Супруги дружно отобедали и осушили бутылочку забористого вина. Джильда догладывала сахарную косточку, а Кальман, вновь охваченный беспокойством, жаловался Пауле.
— Иенбах и Лео Штейн навязывают мне либретто. Но само название отпугивает: «Да здравствует любовь». Ты веришь, что оперетта с таким названием выдержит хотя бы десять представлений?
— Ты зря беспокоишься. Все равно она будет называться «Королева или Принцесса Любви, Долларов, Вальса»…
— Едва ли, ведь действие происходит в кабаре.
— А кто героиня?
— Простая венгерская девушка, ставшая звездой варьете.
— Венгерская?.. Значит, она танцует чардаш?
— Это ее коронный номер.
— Все ясно. Ваша оперетта будет называться «Княгиня чардаша».
— Изумительно! — Кальман был потрясен.
— А главное — оригинально, — рассмеялась Паула. — Но шутки в сторону. Ты созрел для чего-то большего. В бедняжке «Суси» есть дивные куски, в последнее время ты играл много красивой и веселой музыки. Ты должен создать свою лучшую вещь. Но не спускай глаз с халтурщиков-либреттистов. Они могут все изгадить.
— Я вцеплюсь в них, как бульдог, — заверил Кальман. — На этот раз содержание особенно важно.
— Имре, ты революционер! — рассмеялась Паула.
— Ничуть! — он тоже засмеялся. — Просто я разночинец, презирающий знать.
— Но если твоя оперетта станет откровенной сатирой, ты прогоришь. Успех создает не галерка, а высший свет.
— Не бойся. Они не посмеют узнать себя. Будут считать, что высмеяны нувориши, а не урожденные Гогенлоу, Лобковицы, Эстергази.
— Чего ты так расхрабрился?
— Я и сам не знаю, — развел руками Кальман. — Я очень люблю мою героиню Сильвию Вареску, а ее там все обижают…
— Сильвия… — повторила Паула, словно пробуя имя на вкус.
— Как странно!.. Вот прозвучало имя, а что будет с ним дальше? Умрет ли, едва родившись, или разнесется, как эхо в горах?.. До чего же все непредсказуемо в искусстве, если только оперетту можно считать искусством.
— Жалко, что не осталось вина. Мы бы выпили за успех.

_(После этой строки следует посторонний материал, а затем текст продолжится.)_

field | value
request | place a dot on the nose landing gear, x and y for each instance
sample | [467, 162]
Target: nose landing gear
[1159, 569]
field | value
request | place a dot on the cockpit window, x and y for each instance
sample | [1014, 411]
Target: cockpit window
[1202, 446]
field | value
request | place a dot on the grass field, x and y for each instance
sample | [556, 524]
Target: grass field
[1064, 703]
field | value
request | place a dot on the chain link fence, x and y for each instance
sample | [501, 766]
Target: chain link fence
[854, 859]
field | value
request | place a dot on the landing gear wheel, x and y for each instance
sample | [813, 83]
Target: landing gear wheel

— Упаси боже! — в неподдельном испуге вскричал Кальман. — Нельзя пить за дела! — И он постучал по деревянной столешнице. — Я же говорил тебе, что успех зависит от бесчисленных случайностей. И никогда не знаешь, где подставят ножку. После пятисотого спектакля я осмелюсь сказать: видимо, моя оперетта увидит свет.
— И все-таки успех зависит от другого, — не приняла шутки Паула. — Дать тебе добрый совет?
— Ты сегодня на редкость щедра. Сперва бунт, суровая отповедь, куча наставлений, теперь добрый совет.
— Ты забыл, а название оперетты?..
— Действительно! Название — половина дела. Так что же ты мне посоветуешь?
— Не тебе, а вам: господам Иенбаху, Штейну и Кальману. Я знаю, что такое работать в Вене. Вы накачиваетесь крепчайшим кофе, от возбуждения ругаетесь, как извозчики, нещадно дымите и временно примиряетесь на свежих неприличных анекдотах.
— Утешительная картина вдохновенного творчества!
— Во всяком случае, правдивая. Я пропустила сплетни. По этой части венские либреттисты могут дать сто очков вперед любой демимонденке.
— Хватит унижать моих сотрудников. Давай по существу.
— Выбирайте какое-нибудь тихое место…
— Святая наивность! Иенбах и Лео Штейн дня не проживут без свежих газет, без черного…
— Дай договорить, Имре! — стукнула кулачком Паула. — Я вовсе не надеюсь загнать этих бульвардье в медвежий угол. Но найдите более спокойное место для работы, чем Вена. Твоим приятелям надо немного остыть и сосредоточиться. Нельзя кропать либретто между двумя партиями в покер. И ты будь неотлучно при них. Как гувернантка, как педель… Пойми, Имре, твой час пришел, сегодня или никогда.